Protocol Type [2 bytes]: Each protocol is assigned a number used in this field, IPv4 is 2048 (0x0800 in Hexa).

Hardware Address Length: Hardware Address Length in the ARP Message is length in bytes of a hardware (MAC) address. Ethernet MAC addresses are 6 bytes long.

Protocol Address Length: Length in bytes of a logical address (IPv4 Address). IPv4 addresses are 4 bytes long.

Opcode [Operation] [2 bytes]: Opcode field in the Address Resolution Protocol (ARP) Message specifies the nature of the ARP message. 1 for ARP request and 2 for ARP reply.

Sender Hardware Address [4 bytes]: Layer 2 [MAC] address of the device sending the message.

Sender IP Address [4bytes]: The protocol address (IPv4 address) of the device sending the message

Target Hardware Address [6 bytes]: Layer 2 [MAC] address of the intended receiver. This field is ignored in requests.

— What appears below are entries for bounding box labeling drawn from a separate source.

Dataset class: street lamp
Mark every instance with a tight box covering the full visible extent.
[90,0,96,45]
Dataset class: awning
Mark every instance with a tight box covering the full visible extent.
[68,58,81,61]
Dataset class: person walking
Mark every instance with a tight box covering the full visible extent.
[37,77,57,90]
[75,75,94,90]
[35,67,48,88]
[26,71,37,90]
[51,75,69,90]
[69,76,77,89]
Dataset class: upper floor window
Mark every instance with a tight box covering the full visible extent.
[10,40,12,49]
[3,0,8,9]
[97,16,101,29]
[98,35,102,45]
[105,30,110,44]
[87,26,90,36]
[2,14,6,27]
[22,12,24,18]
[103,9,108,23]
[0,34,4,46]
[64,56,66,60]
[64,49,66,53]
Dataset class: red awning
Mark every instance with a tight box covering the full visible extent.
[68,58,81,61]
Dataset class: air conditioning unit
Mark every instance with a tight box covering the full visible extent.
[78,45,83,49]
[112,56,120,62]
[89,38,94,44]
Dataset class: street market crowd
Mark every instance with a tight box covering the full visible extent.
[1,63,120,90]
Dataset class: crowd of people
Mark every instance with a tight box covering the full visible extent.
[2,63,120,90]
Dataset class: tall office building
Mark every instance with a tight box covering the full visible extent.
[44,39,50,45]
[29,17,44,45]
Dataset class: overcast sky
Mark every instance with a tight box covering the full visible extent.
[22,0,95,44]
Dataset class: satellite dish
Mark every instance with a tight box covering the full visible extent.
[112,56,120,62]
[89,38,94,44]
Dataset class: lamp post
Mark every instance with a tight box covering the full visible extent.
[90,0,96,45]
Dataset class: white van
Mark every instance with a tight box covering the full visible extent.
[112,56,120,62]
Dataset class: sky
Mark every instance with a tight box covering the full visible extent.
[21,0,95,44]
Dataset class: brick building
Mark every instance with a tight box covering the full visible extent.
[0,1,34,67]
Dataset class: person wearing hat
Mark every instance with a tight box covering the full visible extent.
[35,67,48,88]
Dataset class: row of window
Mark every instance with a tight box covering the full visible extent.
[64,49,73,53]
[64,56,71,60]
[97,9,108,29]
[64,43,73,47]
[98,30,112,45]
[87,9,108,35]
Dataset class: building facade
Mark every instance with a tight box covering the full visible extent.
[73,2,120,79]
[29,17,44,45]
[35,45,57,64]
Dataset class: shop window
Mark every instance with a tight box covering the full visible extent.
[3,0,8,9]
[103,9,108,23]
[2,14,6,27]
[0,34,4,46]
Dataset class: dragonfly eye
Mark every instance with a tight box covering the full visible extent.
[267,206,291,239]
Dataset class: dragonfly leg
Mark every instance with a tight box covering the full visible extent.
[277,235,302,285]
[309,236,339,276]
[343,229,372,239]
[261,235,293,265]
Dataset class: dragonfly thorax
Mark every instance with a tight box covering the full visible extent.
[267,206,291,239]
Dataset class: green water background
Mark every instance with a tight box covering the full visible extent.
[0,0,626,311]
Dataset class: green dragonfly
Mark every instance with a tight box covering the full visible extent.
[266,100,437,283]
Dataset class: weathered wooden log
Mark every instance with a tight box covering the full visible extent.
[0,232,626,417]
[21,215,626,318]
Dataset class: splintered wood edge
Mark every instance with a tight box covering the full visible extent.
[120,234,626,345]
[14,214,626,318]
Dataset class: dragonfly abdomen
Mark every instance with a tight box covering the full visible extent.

Target IP Address [4 bytes]: The protocol address (IPv4 Address) of the intended receiver.

Working:
=======

Step 1: When a source device want to communicate with another device, source device checks its ARP cache to find if it has already a resolved MAC Address of the destination device. If present, it will use that MAC Address for communication. To view your Local ARP cache, Open Command Prompt and type command "arp -a” in windows.

Step 2: If ARP resolution is not there in local cache, the source machine will generate an ARP request message, it puts its own MAC address as the Sender Hardware Address and its own IPv4 Address as the Sender Protocol Address. It fills the destination IPv4 Address as the Target Protocol Address. The Target Hardware Address will be left blank, since the machine is trying to find that.

Step 3: The source broadcast the Address Resolution Protocol (ARP) request message to the local network.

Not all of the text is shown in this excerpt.